Pour peu, on pourrait croire que Gaspar Noé a renouvelé une certaine grammaire cinématographique, avec son équilibre assez subtil entre effets chocs et visée naturaliste, le tout n’étant pas dénué de second degré (écriteau : "Vous avez trente secondes pour quitter la projection de ce film"). Subtil ? On ne peut pas affirmer que Seul Contre Tous est un film subtil. Noé a eu cette volonté de choquer, de mettre mal à l’aise, de déranger le spectateur (ainsi est pensée la scène finale). Ce qui en résulta à sa sortie : scandale, injures, critiques déchaînées, public rebuté. Pourtant, à l’opposé de son Irréversible futur (ou même de Baise Moi), à aucun moment cet aspect ne sombre dans la gratuité totale et ne nuit au propos. Il y a un véritable fondement narratif et, à défaut d’idéologique comme on a voulu le faire croire, psychologique. Un homme qui est sûr de son honnêteté, qui veut réussir, gagner sa vie comme un brave homme, sans histoires, mais qui est dépassé par son amertume, et par tous ces gens qui ne lui tendent pas la main. C’est autant le portrait d’un homme qui sombre que d’une France au repli identitaire.

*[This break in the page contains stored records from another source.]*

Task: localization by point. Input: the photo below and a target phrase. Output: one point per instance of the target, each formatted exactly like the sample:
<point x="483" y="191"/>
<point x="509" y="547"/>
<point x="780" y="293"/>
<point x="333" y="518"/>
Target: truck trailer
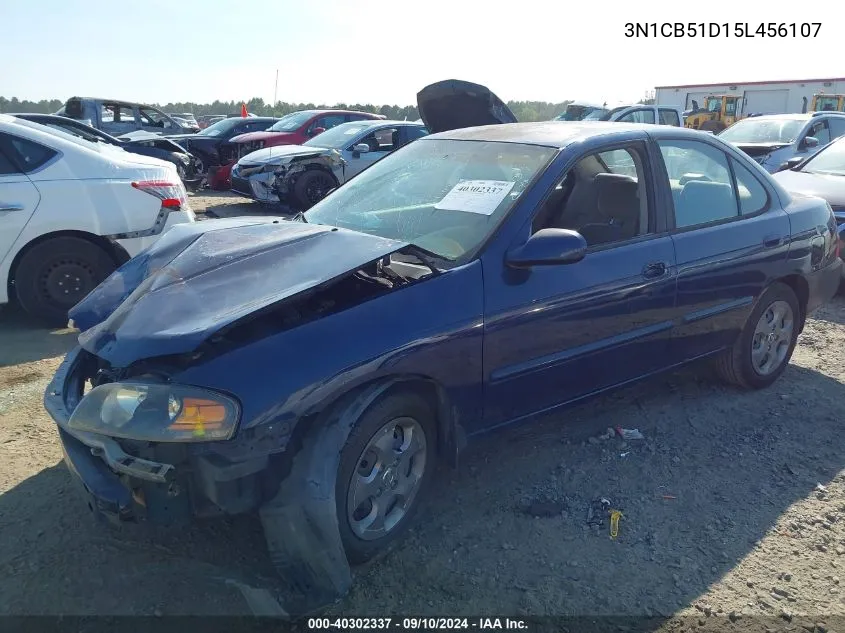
<point x="757" y="97"/>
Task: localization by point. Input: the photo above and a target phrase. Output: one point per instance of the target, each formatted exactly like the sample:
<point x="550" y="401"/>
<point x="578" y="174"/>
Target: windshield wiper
<point x="425" y="256"/>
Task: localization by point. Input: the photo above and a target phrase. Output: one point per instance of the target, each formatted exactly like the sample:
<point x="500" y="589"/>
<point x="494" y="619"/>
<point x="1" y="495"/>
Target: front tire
<point x="56" y="274"/>
<point x="385" y="468"/>
<point x="712" y="126"/>
<point x="763" y="349"/>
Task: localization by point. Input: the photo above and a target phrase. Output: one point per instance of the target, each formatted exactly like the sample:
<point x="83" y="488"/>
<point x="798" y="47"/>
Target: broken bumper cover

Et puis, avouons-le, Noé a un talent bluffant de la mise en scène, qui sait distiller le malaise même quand celui-ci n’est pas forcément concentré dans l’image. Il y a certains échos qui se font en nous, à l’écoute de cette pensée du Boucher, corrosive et pourtant avec des facettes de vérité, qui nous font nous pencher sur nous-mêmes. Résonnance humaniste ? En tout cas, oeuvre viscérale, punk et sale qui secoue ; il faut du courage et du culot pour avoir ébranlé à ce point le paysage cinématographique français, parfois mou et trop prudent. Dommage qu’Irréversible soit dénué de cette véracité physique et psychique, au profit d’une violence graphique et gratuite. Il faudra pourtant saluer une nouvelle fois le talent de la mise en scène, mouvements de caméra hallucinants, qui font vivre une expérience physique rare.